Santos Manfredi (1867 -1951) Un bienfaiteur par trop oublié …
Toussaint Manfredi est né à San Andréa di Bozio en 1867 . Ainé d’une fratrie de 11 enfants il s’installe à Corte avec sa famille dans les Lubiacce puis au n ° 2 de la Place Paoli où ses parents Joseph et Marie Antoinette née Simoni tiennent un commerce et une forge. Il fréquente le séminaire sans pour autant se destiner à la prêtrise .
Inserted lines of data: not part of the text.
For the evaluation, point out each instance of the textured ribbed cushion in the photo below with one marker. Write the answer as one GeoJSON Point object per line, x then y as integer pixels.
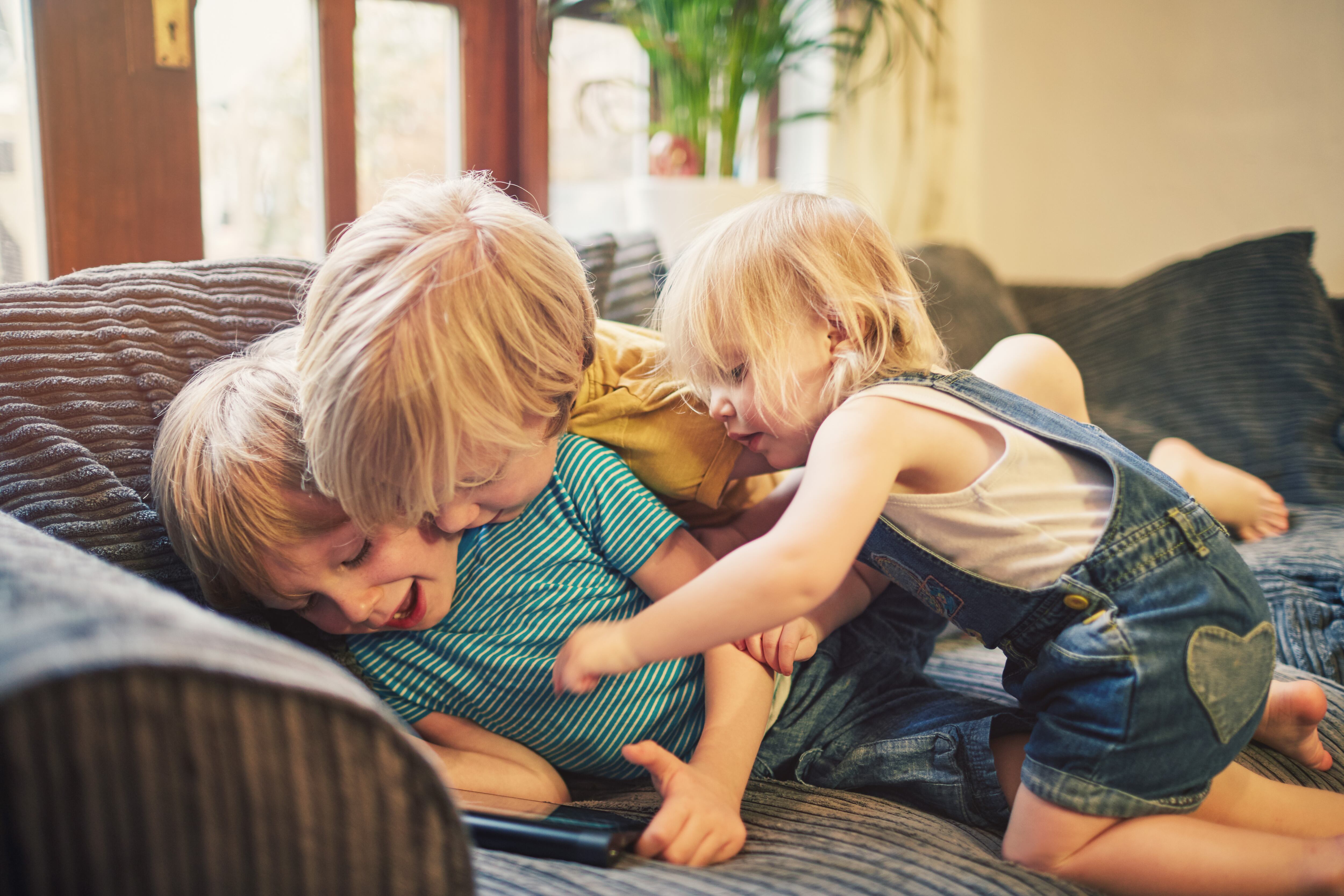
{"type": "Point", "coordinates": [635, 281]}
{"type": "Point", "coordinates": [89, 362]}
{"type": "Point", "coordinates": [597, 254]}
{"type": "Point", "coordinates": [148, 746]}
{"type": "Point", "coordinates": [1238, 352]}
{"type": "Point", "coordinates": [967, 303]}
{"type": "Point", "coordinates": [804, 841]}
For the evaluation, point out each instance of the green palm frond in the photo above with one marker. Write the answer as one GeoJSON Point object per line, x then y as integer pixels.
{"type": "Point", "coordinates": [707, 56]}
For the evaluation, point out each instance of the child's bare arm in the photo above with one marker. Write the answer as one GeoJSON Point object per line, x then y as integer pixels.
{"type": "Point", "coordinates": [479, 759]}
{"type": "Point", "coordinates": [798, 640]}
{"type": "Point", "coordinates": [699, 821]}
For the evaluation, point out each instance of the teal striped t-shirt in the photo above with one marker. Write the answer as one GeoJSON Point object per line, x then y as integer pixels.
{"type": "Point", "coordinates": [522, 588]}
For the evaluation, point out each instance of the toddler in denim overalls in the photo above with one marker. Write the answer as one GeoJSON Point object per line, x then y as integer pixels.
{"type": "Point", "coordinates": [1148, 662]}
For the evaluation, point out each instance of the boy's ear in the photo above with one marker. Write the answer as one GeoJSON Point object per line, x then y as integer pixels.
{"type": "Point", "coordinates": [838, 336]}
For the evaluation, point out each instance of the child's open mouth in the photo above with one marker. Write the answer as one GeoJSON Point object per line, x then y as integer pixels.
{"type": "Point", "coordinates": [412, 611]}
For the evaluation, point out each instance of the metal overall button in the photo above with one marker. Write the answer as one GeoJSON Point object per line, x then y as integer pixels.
{"type": "Point", "coordinates": [1077, 602]}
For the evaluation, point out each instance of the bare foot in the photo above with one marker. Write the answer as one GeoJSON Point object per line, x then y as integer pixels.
{"type": "Point", "coordinates": [1237, 499]}
{"type": "Point", "coordinates": [1291, 722]}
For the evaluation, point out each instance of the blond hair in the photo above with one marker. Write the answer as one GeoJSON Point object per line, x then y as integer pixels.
{"type": "Point", "coordinates": [229, 449]}
{"type": "Point", "coordinates": [744, 285]}
{"type": "Point", "coordinates": [443, 320]}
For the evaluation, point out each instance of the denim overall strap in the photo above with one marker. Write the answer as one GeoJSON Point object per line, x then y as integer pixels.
{"type": "Point", "coordinates": [1147, 506]}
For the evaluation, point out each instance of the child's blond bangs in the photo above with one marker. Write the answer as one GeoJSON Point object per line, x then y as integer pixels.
{"type": "Point", "coordinates": [228, 452]}
{"type": "Point", "coordinates": [741, 291]}
{"type": "Point", "coordinates": [444, 323]}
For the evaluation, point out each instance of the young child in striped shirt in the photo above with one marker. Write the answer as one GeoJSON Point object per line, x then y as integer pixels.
{"type": "Point", "coordinates": [459, 632]}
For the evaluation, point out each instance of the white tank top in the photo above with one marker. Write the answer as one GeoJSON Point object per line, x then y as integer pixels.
{"type": "Point", "coordinates": [1038, 510]}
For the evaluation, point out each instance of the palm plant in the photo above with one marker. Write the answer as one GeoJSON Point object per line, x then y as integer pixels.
{"type": "Point", "coordinates": [707, 56]}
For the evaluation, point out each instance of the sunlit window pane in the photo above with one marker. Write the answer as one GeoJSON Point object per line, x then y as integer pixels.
{"type": "Point", "coordinates": [408, 93]}
{"type": "Point", "coordinates": [23, 245]}
{"type": "Point", "coordinates": [260, 174]}
{"type": "Point", "coordinates": [600, 117]}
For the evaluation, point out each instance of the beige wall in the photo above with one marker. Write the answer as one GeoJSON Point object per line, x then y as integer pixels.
{"type": "Point", "coordinates": [1093, 140]}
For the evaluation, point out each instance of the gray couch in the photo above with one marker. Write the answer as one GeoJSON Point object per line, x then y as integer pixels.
{"type": "Point", "coordinates": [151, 746]}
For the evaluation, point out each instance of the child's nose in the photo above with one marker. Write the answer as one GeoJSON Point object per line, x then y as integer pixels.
{"type": "Point", "coordinates": [453, 519]}
{"type": "Point", "coordinates": [721, 408]}
{"type": "Point", "coordinates": [355, 604]}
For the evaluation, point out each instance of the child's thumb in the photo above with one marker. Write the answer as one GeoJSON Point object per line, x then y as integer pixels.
{"type": "Point", "coordinates": [658, 761]}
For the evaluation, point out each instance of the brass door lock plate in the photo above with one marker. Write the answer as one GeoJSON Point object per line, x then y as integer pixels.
{"type": "Point", "coordinates": [173, 34]}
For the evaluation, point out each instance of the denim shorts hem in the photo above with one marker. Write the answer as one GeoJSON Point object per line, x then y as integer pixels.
{"type": "Point", "coordinates": [986, 793]}
{"type": "Point", "coordinates": [1091, 798]}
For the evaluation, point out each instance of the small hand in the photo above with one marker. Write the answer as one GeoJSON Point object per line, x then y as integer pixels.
{"type": "Point", "coordinates": [592, 652]}
{"type": "Point", "coordinates": [784, 645]}
{"type": "Point", "coordinates": [720, 541]}
{"type": "Point", "coordinates": [699, 823]}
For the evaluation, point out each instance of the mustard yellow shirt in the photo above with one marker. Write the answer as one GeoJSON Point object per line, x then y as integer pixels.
{"type": "Point", "coordinates": [660, 429]}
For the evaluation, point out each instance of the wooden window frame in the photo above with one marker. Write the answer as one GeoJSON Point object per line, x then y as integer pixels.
{"type": "Point", "coordinates": [121, 142]}
{"type": "Point", "coordinates": [505, 100]}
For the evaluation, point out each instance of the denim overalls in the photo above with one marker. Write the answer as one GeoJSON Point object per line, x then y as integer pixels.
{"type": "Point", "coordinates": [1148, 664]}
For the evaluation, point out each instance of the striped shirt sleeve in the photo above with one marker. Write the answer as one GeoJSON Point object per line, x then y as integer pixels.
{"type": "Point", "coordinates": [410, 712]}
{"type": "Point", "coordinates": [624, 519]}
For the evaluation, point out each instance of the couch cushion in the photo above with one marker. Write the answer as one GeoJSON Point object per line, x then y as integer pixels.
{"type": "Point", "coordinates": [1238, 352]}
{"type": "Point", "coordinates": [148, 746]}
{"type": "Point", "coordinates": [597, 254]}
{"type": "Point", "coordinates": [967, 303]}
{"type": "Point", "coordinates": [89, 362]}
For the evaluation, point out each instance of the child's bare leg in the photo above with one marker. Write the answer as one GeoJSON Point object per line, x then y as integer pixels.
{"type": "Point", "coordinates": [1177, 855]}
{"type": "Point", "coordinates": [1038, 370]}
{"type": "Point", "coordinates": [1241, 798]}
{"type": "Point", "coordinates": [1291, 722]}
{"type": "Point", "coordinates": [1237, 499]}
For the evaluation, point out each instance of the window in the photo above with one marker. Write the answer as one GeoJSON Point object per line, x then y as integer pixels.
{"type": "Point", "coordinates": [260, 158]}
{"type": "Point", "coordinates": [408, 93]}
{"type": "Point", "coordinates": [23, 252]}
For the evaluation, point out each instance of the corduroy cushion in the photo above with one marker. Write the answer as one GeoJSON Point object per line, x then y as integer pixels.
{"type": "Point", "coordinates": [89, 362]}
{"type": "Point", "coordinates": [1238, 352]}
{"type": "Point", "coordinates": [148, 746]}
{"type": "Point", "coordinates": [967, 303]}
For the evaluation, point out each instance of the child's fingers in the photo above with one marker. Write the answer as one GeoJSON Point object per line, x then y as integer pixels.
{"type": "Point", "coordinates": [654, 758]}
{"type": "Point", "coordinates": [755, 648]}
{"type": "Point", "coordinates": [689, 841]}
{"type": "Point", "coordinates": [788, 648]}
{"type": "Point", "coordinates": [771, 647]}
{"type": "Point", "coordinates": [663, 831]}
{"type": "Point", "coordinates": [707, 851]}
{"type": "Point", "coordinates": [732, 845]}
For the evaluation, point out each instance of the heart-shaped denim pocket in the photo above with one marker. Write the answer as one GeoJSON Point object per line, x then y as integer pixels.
{"type": "Point", "coordinates": [1230, 673]}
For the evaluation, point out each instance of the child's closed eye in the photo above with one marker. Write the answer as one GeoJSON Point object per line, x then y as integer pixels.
{"type": "Point", "coordinates": [359, 558]}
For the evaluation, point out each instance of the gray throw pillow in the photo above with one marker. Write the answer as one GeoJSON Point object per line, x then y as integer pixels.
{"type": "Point", "coordinates": [1238, 351]}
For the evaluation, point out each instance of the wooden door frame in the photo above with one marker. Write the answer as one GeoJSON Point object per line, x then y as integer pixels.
{"type": "Point", "coordinates": [119, 138]}
{"type": "Point", "coordinates": [505, 100]}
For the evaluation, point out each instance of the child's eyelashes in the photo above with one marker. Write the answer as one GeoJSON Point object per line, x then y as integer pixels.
{"type": "Point", "coordinates": [737, 374]}
{"type": "Point", "coordinates": [359, 558]}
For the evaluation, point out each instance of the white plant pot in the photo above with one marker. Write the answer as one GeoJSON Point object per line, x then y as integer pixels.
{"type": "Point", "coordinates": [675, 209]}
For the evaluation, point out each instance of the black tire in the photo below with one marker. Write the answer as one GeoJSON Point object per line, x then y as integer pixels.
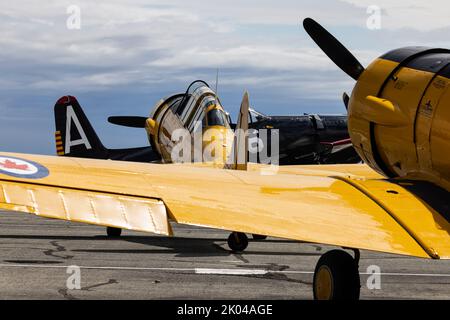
{"type": "Point", "coordinates": [336, 277]}
{"type": "Point", "coordinates": [259, 237]}
{"type": "Point", "coordinates": [113, 232]}
{"type": "Point", "coordinates": [237, 241]}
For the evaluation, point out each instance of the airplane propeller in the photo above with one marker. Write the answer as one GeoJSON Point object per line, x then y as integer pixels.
{"type": "Point", "coordinates": [340, 55]}
{"type": "Point", "coordinates": [128, 121]}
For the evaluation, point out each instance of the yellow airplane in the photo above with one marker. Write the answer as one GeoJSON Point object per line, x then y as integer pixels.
{"type": "Point", "coordinates": [398, 123]}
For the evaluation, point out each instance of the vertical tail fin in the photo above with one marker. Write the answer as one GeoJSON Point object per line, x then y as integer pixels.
{"type": "Point", "coordinates": [74, 134]}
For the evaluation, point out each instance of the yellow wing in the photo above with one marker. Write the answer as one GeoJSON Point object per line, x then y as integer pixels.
{"type": "Point", "coordinates": [323, 204]}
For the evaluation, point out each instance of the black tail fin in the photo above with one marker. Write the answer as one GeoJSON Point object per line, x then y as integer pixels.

A 15 ans à peine il part pour l’Amérique accompagné d’un frère de son père qui doit rejoindre à Chicago d’autres Manfredi, originaires de la région d’Orezza, qui se sont expatriés quelques années auparavant. Chicago n’a pas l’heur de plaire à Toussaint et moins de deux ans plus tard il n’a pas 18 ans ! il prend seul la route du Chili . Un pays pour lequel il n’aura pas non plus un » coup de cœur ». Doué pour les langues tout autant que pour le commerce l’enfant du Bozio devient Santos à sa majorité .Il conservera la nationalité française (Bi-national) Il est alors à Buenos Aires en Argentine. Si ce n’est pas l’eldorado c’est du moins plus conforme à ses voeux . Ceux qui l’ont connu à Corte ou il compte encore aujourd’hui un filleul sur les quelques dizaines qu’il porta sur les fonts baptismaux ,ont le souvenir d’un homme d’une » fort belle prestance aux yeux verts avec beaucoup de charme. » Cette description permet – peut être de mieux comprendre comment un tout jeune homme arrivant dans un pays inconnu et étranger sans grande experience réussit à pénétrer le monde des affaires. C’est l’agriculture qui l’intéresse plus particulièrement et c’est précisement dans ce secteur d’activité qu’il va prospérer au fil des années. Après deux opérations commerciales ayant trait au café et aux arachides il obtient des garanties bancaires lui permettant de faire l’acquisition dans la région de Cordoba de plusieurs milliers de terres incultes mais neanmoins fertiles. Des acquisitions qui rapidement produisent des fruits . En 1903 il crée ainsi la société » ONCATIVO » axée sur la culture des céréales et exploitées sur le vaste domaine dont il est propriétaire. Domaine de plus de 27 500 hectares dont il fera don en 1920 au Ministére de l’agriculture pour servir de fondation agricole experimentale . Aujourd’hui et depuis 1954 fonctionne sur ce site l’institut national agricole . Son action est fortement appréciée en Argentine mais également en France et c’est précisement à ce titre qu’il sera décoré de la Légion d’honneur par décret du 17 août 1927 pris sur le rapport du Ministre des Travaux Publics en qualité d’industriel, Rosario de Santa-Fé. La remise de décoration aura lieu dans notre cité en présence d’une forte délégation d’industriels argentins qui seront faits tout comme lui citoyen d’honneur.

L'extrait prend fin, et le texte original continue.